El sello austral en el cuidado cutáneo
Kidman recuerda la crianza en playas y deportes, que moldeó su relación con la piel y el sol. ‘Las chicas australianas no usamos mucho maquillaje y somos muy atléticas, vamos a la playa y hacemos muchas actividades al aire libre’, dijo, y por eso la belleza australiana tiende a valorar protección solar y rutinas preventivas.
Para Kidman, la idea es maquillarse menos pero con criterio: cuando la piel está sana, sobra camuflaje. Además destaca el vínculo entre ejercicio y aspecto facial: ‘Corro, nado y juego al tenis’, afirmó, prácticas que mejoran la circulación y tonifican. Esa rutina atlética contribuye a un rostro con brillo natural y menos necesidad de base.
Kidman confesó que de chica le costaba aceptar su tez clara: “Odiaba tener la piel tan clara. Me impedía hacer surf o los deportes que quería. Siempre sentía que no podía hacer lo que hacían los demás niños a menos que me pusiera grandes cantidades de crema de zinc de color blanco brillante (o rosa)”, relató.
El filtro solar forma parte de su rutina desde la infancia y ella lo asigna como clave para su piel rejuvenecida. Protege a largo plazo contra el envejecimiento y el daño severo causado por los rayos UV. Para Kidman, aplicar protector todos los días es invertir en salud cutánea y en conservar una apariencia natural.

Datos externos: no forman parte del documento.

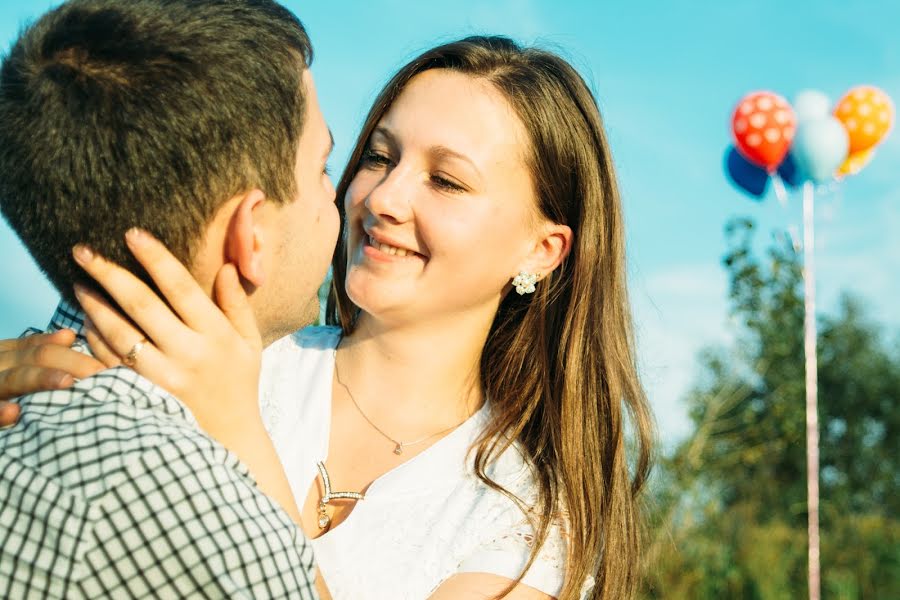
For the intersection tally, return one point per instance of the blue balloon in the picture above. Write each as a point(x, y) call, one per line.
point(819, 148)
point(746, 176)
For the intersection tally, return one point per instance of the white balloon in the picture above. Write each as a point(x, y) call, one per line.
point(810, 105)
point(819, 148)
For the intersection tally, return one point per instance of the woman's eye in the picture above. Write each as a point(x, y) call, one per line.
point(371, 158)
point(445, 184)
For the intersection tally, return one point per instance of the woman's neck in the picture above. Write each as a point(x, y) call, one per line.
point(415, 376)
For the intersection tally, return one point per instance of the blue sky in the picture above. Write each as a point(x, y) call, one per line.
point(667, 75)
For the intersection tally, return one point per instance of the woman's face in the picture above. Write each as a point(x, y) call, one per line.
point(441, 213)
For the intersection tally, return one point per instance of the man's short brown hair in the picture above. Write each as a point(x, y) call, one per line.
point(149, 113)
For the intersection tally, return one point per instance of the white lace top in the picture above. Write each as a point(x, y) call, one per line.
point(421, 522)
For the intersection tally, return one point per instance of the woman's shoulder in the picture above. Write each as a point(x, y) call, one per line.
point(508, 525)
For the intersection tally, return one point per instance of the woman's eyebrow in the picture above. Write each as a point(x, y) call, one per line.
point(445, 152)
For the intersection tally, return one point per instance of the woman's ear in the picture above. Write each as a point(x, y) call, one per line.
point(246, 238)
point(549, 250)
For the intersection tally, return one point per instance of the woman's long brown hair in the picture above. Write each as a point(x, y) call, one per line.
point(558, 366)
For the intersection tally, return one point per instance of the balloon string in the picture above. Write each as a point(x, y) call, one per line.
point(780, 190)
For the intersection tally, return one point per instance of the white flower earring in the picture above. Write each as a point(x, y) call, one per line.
point(524, 282)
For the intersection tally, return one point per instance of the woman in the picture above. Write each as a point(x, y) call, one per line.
point(470, 394)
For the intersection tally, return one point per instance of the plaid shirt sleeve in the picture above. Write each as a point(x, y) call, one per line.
point(172, 530)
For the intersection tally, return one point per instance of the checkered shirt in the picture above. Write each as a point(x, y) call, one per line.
point(110, 490)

Rutinas mínimas y efecto real
En la entrevista apuntó: “Hay algo en esa sensación de estar realmente limpia. Es algo cotidiano; me siento mucho mejor si salgo a correr y después me doy una ducha caliente.” Ese placer sencillo, afirma, se traduce en una piel más luminosa y en la posibilidad de prescindir del maquillaje pesado.
El mensaje de Kidman resume la tendencia actual: priorizar la salud y el bienestar por sobre las modas estéticas. Protege tu piel, movete y mantené la hidratación; esos gestos cotidianos construyen una belleza sostenible y creíble. Al fin, su ejemplo demuestra que la belleza australiana es, sobre todo, el resultado de sentirse bien por dentro.